21 Mar 2024 | Yuval Alaluf, Elad Richardson, Sergey Tulyakov, Kfir Aberman, Daniel Cohen-Or
MyVLM: Personalizing VLMs for User-Specific Queries
This paper introduces MyVLM, a method to personalize vision-language models (VLMs) to understand and reason over user-specific concepts. The goal is to enable VLMs to generate personalized captions and answer questions about specific objects or individuals, based on a few images of the concept. The approach involves adding external concept heads to the VLM, which are trained to recognize user-specific concepts. These heads are then used to generate concept embeddings that guide the language model to incorporate the concept into its responses.
The method is applied to BLIP-2 and LLaVA, two popular VLMs, and demonstrates its effectiveness in personalized image captioning and visual question-answering. The technique allows the VLM to recognize and contextualize user-specific concepts, even when the concept appears in new images. The approach is evaluated on a new dataset containing various objects and individuals, and the results show that MyVLM can generalize to new instances of previously learned concepts while preserving the model's behavior on unrelated inputs.
The paper also discusses the limitations of MyVLM, including its reliance on the VLM's inherent biases and the quality of the concept heads. It suggests that further research is needed to improve the robustness of the method, particularly in handling images with many individuals and avoiding context leakage. Overall, MyVLM offers a promising approach to personalizing VLMs, enabling more meaningful human-computer interactions by allowing models to understand and reason over user-specific concepts.MyVLM: Personalizing VLMs for User-Specific Queries
This paper introduces MyVLM, a method to personalize vision-language models (VLMs) to understand and reason over user-specific concepts. The goal is to enable VLMs to generate personalized captions and answer questions about specific objects or individuals, based on a few images of the concept. The approach involves adding external concept heads to the VLM, which are trained to recognize user-specific concepts. These heads are then used to generate concept embeddings that guide the language model to incorporate the concept into its responses.
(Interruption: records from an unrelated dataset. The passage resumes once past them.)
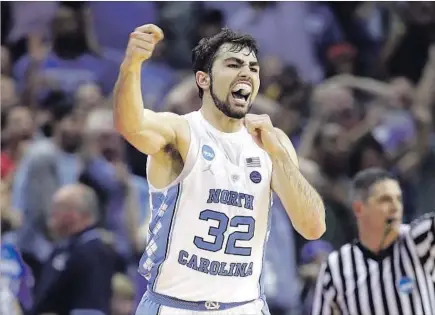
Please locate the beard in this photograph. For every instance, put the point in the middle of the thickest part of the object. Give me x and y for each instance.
(225, 107)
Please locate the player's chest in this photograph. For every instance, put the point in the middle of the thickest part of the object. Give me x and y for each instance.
(235, 167)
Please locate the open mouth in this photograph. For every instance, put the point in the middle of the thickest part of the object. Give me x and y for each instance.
(241, 92)
(238, 95)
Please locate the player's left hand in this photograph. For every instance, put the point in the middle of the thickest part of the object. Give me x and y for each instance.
(262, 131)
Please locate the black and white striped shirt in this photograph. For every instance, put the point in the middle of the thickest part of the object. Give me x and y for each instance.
(398, 281)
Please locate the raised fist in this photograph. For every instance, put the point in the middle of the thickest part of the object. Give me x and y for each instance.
(142, 42)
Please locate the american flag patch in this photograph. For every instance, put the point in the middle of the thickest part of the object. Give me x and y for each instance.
(253, 162)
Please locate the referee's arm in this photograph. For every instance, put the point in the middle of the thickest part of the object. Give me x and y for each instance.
(423, 235)
(325, 293)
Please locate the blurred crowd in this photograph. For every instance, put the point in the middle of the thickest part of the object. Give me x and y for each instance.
(352, 84)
The method is applied to BLIP-2 and LLaVA, two popular VLMs, and demonstrates its effectiveness in personalized image captioning and visual question-answering. The technique allows the VLM to recognize and contextualize user-specific concepts, even when the concept appears in new images. The approach is evaluated on a new dataset containing various objects and individuals, and the results show that MyVLM can generalize to new instances of previously learned concepts while preserving the model's behavior on unrelated inputs.
The paper also discusses the limitations of MyVLM, including its reliance on the VLM's inherent biases and the quality of the concept heads. It suggests that further research is needed to improve the robustness of the method, particularly in handling images with many individuals and avoiding context leakage. Overall, MyVLM offers a promising approach to personalizing VLMs, enabling more meaningful human-computer interactions by allowing models to understand and reason over user-specific concepts.